Deforestation is stripping the Earth’s forests at an alarming rate, and this includes more than 100 plant, animal, and insect species (daily) as well. We are talking about massive amounts of land area that forests are supposed to cover. We are raping the Earth, with swaths the size of Panama being lost each and every year. At the current rate of deforestation, the world’s rain forests could be completely gone within the next one hundred years, and that’s not a very long time at all. According to the National Geographic, seventy percent of Earth’s land animals and plants live in forests. We’ve destroyed millions of acres of forest in the last century, mostly due to human activity. It’s long past the time for us to question what it is we are doing here, and it seems that more people are doing that every day, which is great to see. (source)

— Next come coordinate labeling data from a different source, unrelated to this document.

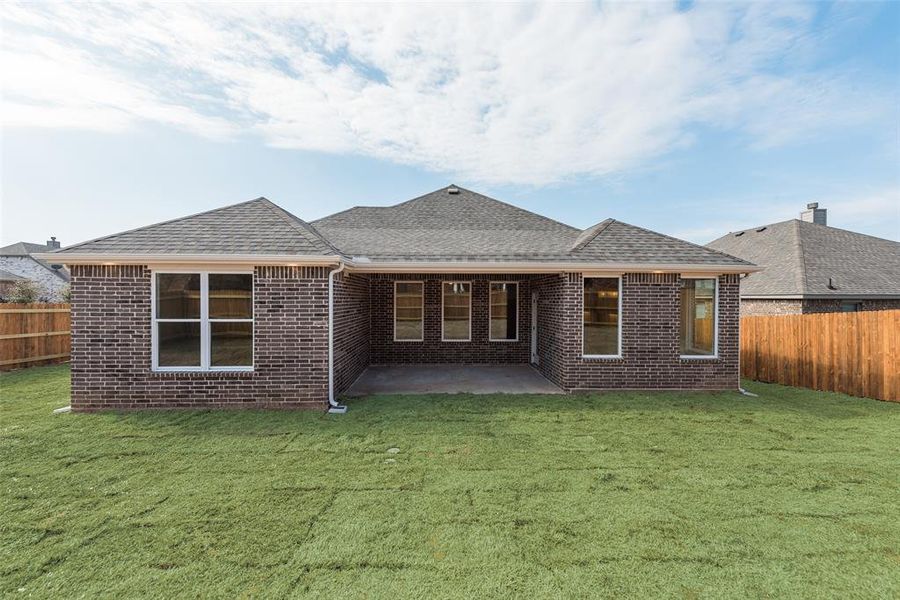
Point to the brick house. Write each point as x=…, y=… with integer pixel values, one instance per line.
x=810, y=267
x=249, y=305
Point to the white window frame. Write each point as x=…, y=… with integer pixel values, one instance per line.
x=205, y=328
x=422, y=284
x=618, y=353
x=715, y=354
x=471, y=291
x=490, y=307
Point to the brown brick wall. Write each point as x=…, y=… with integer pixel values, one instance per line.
x=111, y=362
x=432, y=350
x=650, y=337
x=351, y=329
x=757, y=307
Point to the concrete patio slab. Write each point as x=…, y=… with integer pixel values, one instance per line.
x=451, y=379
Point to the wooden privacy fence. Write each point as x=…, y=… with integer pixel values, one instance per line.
x=33, y=334
x=855, y=353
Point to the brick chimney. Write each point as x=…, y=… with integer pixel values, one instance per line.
x=814, y=214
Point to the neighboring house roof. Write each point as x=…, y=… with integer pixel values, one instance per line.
x=22, y=249
x=800, y=257
x=252, y=227
x=27, y=249
x=450, y=225
x=7, y=276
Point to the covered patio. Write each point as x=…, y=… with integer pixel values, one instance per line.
x=451, y=379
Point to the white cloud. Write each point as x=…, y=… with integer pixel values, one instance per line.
x=874, y=211
x=502, y=93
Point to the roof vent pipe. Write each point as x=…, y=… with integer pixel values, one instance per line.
x=814, y=214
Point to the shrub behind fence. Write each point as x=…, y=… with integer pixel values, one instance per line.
x=33, y=334
x=855, y=353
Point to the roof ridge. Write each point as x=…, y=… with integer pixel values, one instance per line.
x=672, y=237
x=166, y=222
x=581, y=245
x=299, y=224
x=518, y=208
x=346, y=210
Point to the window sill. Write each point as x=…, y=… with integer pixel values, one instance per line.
x=603, y=358
x=235, y=373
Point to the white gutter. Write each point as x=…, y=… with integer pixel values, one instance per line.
x=333, y=406
x=365, y=265
x=75, y=258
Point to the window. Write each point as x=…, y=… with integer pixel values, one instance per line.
x=601, y=322
x=456, y=324
x=699, y=298
x=203, y=321
x=409, y=309
x=504, y=309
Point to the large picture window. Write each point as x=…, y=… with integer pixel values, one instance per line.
x=456, y=323
x=409, y=311
x=504, y=311
x=203, y=321
x=601, y=322
x=698, y=317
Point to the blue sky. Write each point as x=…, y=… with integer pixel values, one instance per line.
x=688, y=118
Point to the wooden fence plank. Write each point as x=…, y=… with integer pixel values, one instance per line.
x=34, y=333
x=855, y=353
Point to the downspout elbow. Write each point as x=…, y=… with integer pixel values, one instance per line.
x=333, y=406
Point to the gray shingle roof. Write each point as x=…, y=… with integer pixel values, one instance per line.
x=615, y=241
x=253, y=227
x=27, y=249
x=439, y=226
x=799, y=258
x=7, y=276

But all is not lost. Solutions are available to clean up the heart-breaking mess we’ve wrapped ourselves up in, and it’s quite overwhelming to consider just how many solutions we already have which could end the practice of deforestation, or at least restore the planet and help bring it back to life. Whether it be changing the materials we use to manufacture certain goods, or putting an end to factory farming, or something else entirely, solutions are available, but how can we restore what’s already been lost?

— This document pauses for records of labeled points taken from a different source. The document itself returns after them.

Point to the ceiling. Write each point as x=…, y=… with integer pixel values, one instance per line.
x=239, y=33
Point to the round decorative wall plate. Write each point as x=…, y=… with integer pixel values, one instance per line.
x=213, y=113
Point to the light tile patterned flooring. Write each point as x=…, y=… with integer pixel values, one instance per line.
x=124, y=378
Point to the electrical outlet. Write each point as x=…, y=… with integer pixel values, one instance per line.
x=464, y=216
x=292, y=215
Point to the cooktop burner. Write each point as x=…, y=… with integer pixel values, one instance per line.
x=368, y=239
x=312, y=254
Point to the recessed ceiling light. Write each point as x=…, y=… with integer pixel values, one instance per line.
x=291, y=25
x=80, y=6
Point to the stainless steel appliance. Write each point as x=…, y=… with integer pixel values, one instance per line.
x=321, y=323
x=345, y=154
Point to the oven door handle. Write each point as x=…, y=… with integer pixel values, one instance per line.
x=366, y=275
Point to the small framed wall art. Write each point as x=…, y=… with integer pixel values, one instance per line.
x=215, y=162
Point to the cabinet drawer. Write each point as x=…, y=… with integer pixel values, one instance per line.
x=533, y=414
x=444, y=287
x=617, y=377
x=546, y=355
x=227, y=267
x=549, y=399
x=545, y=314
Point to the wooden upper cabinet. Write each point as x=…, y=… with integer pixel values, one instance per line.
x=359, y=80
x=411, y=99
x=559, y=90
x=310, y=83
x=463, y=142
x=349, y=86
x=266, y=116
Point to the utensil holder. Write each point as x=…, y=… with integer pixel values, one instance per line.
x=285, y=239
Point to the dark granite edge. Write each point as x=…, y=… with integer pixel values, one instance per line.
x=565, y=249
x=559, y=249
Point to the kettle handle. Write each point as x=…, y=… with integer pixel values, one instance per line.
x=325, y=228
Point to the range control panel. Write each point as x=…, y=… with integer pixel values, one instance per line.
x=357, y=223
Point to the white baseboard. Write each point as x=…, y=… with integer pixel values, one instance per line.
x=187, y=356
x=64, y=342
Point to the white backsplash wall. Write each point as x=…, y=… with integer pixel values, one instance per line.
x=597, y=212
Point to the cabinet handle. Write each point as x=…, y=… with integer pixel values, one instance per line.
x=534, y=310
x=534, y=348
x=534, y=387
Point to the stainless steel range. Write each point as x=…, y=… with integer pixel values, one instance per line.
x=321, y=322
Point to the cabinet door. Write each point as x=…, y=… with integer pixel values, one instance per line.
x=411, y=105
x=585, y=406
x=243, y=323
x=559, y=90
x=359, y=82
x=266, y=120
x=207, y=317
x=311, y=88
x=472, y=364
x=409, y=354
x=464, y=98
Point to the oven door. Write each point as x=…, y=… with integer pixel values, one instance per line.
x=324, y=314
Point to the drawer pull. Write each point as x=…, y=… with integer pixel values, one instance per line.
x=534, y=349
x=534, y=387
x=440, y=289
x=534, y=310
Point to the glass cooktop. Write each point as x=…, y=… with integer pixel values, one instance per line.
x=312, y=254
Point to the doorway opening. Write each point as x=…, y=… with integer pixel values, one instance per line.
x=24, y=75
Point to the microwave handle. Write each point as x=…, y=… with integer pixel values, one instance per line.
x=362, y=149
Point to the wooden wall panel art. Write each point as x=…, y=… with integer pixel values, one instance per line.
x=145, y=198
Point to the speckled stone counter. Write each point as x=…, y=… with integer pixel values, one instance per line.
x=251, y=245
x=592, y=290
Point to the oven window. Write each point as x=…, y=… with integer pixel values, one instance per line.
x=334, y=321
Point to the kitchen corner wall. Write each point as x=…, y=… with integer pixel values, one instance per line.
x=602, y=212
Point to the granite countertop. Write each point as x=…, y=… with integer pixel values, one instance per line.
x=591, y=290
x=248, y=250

We can turn to a pretty amazing innovation, for starters. They are called seed bombers, also known as aerial reforestation. The idea is to use planes to drop pointed containers with saplings inside, and this practice could see nearly one million trees planted every single day.
The idea originally came from a from a gentleman by the name of Peter Simmons, from Lockheed, who has stated that:
Equipment we developed for precision planting of fields of landmines can be adapted easily for planting trees. There are 2,500 C-130 transport aircraft in 70 countries, so the delivery system for planting forests is widely available – mostly mothballed in military hangers waiting for someone to hire them. The possibilities are amazing. We can fly at 1,000ft at 130 knots planting more than 3,000 cones a minute in a pattern across the landscape – just as we did with landmines, but in this case each cone contains a sapling. That’s 125,000 trees for each sortie and 900,000 trees in a day. (source)

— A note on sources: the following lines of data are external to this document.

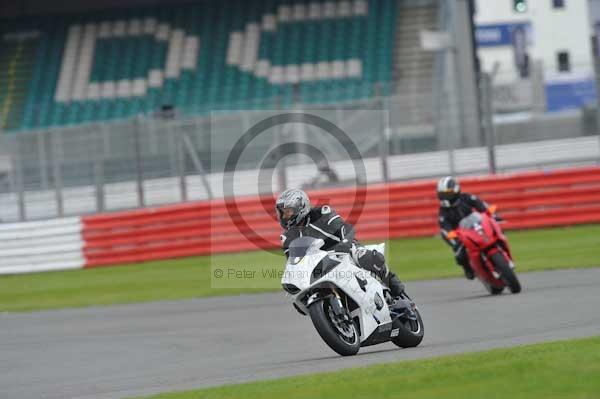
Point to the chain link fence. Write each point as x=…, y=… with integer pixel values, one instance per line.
x=150, y=160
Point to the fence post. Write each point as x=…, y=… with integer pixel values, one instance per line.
x=56, y=140
x=384, y=143
x=138, y=162
x=181, y=163
x=19, y=184
x=488, y=122
x=98, y=139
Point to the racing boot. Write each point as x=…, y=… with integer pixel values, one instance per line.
x=469, y=274
x=396, y=286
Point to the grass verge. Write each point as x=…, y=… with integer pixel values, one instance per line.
x=564, y=369
x=413, y=259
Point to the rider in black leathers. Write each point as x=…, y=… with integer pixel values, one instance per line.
x=298, y=218
x=454, y=206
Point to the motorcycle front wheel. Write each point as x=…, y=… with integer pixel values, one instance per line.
x=340, y=335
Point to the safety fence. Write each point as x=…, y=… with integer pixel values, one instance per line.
x=525, y=200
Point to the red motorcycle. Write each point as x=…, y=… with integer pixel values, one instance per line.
x=488, y=251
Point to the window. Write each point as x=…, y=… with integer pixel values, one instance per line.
x=564, y=65
x=520, y=6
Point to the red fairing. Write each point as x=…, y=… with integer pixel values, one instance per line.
x=484, y=237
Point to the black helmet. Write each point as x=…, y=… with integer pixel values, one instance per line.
x=448, y=191
x=292, y=206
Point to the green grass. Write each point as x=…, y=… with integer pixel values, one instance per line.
x=413, y=259
x=564, y=369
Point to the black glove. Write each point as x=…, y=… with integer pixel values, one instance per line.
x=344, y=246
x=460, y=255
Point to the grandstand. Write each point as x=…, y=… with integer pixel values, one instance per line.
x=117, y=63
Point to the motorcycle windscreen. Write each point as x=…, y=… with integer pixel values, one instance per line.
x=303, y=246
x=471, y=221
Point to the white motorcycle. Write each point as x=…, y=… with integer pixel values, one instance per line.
x=348, y=306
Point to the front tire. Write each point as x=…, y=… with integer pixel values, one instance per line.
x=506, y=273
x=410, y=332
x=342, y=338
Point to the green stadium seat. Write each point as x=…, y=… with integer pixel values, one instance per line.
x=302, y=53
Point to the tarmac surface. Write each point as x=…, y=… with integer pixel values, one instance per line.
x=139, y=349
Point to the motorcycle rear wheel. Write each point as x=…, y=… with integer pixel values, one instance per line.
x=506, y=273
x=410, y=332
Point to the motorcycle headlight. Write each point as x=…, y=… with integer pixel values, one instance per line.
x=290, y=288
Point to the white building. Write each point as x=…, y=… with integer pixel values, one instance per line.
x=558, y=39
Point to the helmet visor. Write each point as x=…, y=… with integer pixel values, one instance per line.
x=447, y=198
x=286, y=214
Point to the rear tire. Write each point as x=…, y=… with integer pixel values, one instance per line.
x=345, y=345
x=506, y=273
x=410, y=332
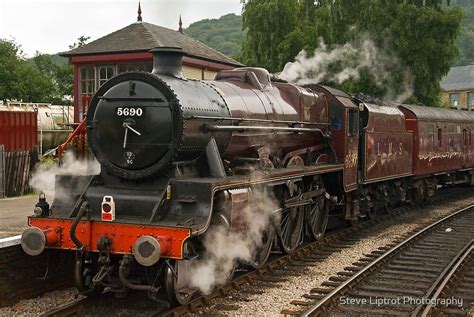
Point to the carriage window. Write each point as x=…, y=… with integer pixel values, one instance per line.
x=451, y=137
x=353, y=122
x=440, y=138
x=431, y=137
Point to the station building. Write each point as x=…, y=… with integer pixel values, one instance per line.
x=458, y=88
x=128, y=50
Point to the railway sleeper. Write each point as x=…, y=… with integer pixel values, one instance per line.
x=390, y=289
x=313, y=296
x=417, y=285
x=422, y=269
x=318, y=290
x=368, y=311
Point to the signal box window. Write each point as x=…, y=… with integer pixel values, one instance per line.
x=470, y=101
x=440, y=138
x=454, y=100
x=87, y=80
x=105, y=73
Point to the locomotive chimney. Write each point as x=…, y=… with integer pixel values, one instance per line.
x=167, y=61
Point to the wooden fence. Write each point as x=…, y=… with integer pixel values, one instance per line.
x=15, y=170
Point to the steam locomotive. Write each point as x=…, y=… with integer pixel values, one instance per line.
x=179, y=156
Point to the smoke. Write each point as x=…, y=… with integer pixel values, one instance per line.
x=224, y=249
x=343, y=62
x=43, y=178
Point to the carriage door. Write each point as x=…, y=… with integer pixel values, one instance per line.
x=352, y=149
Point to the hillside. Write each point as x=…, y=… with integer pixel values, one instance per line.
x=224, y=34
x=466, y=39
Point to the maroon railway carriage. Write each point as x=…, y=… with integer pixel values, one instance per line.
x=180, y=157
x=386, y=145
x=442, y=144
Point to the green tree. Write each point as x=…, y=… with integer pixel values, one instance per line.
x=224, y=34
x=20, y=79
x=268, y=24
x=420, y=33
x=81, y=41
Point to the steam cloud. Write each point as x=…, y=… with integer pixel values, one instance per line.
x=351, y=59
x=43, y=178
x=223, y=250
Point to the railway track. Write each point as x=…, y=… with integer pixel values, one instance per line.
x=430, y=272
x=275, y=271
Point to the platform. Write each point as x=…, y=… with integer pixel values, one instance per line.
x=14, y=213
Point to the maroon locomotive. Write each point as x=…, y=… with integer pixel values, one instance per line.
x=180, y=157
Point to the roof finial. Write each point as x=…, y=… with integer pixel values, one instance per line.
x=139, y=18
x=180, y=29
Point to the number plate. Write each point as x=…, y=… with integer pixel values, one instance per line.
x=130, y=112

A few years ago, Moshe Alamaro, then a graduate student in Mechanical Engineering at the Massachusetts Institute of Technology, developed what are called conical canisters. They are a starchy biodegradable material containing a seedling packed in soil and nutrients. The canisters are designed to be dropped from a low-flying plane so that they hit the ground at 200 m.p. and imbed themselves in the soil.
“A large aircraft could drop as many as 100,000 saplings in a single flight: Alamaro’s system could plant as many as a million trees in one day.” (source)
The Thai government has initiated a five-year pilot project that uses aerial reforestation to boost forest regeneration over deteriorated forests, but I have yet to come across anything related to large scale reforestation of the planet through this method, although it seems to show a tremendous amount of promise.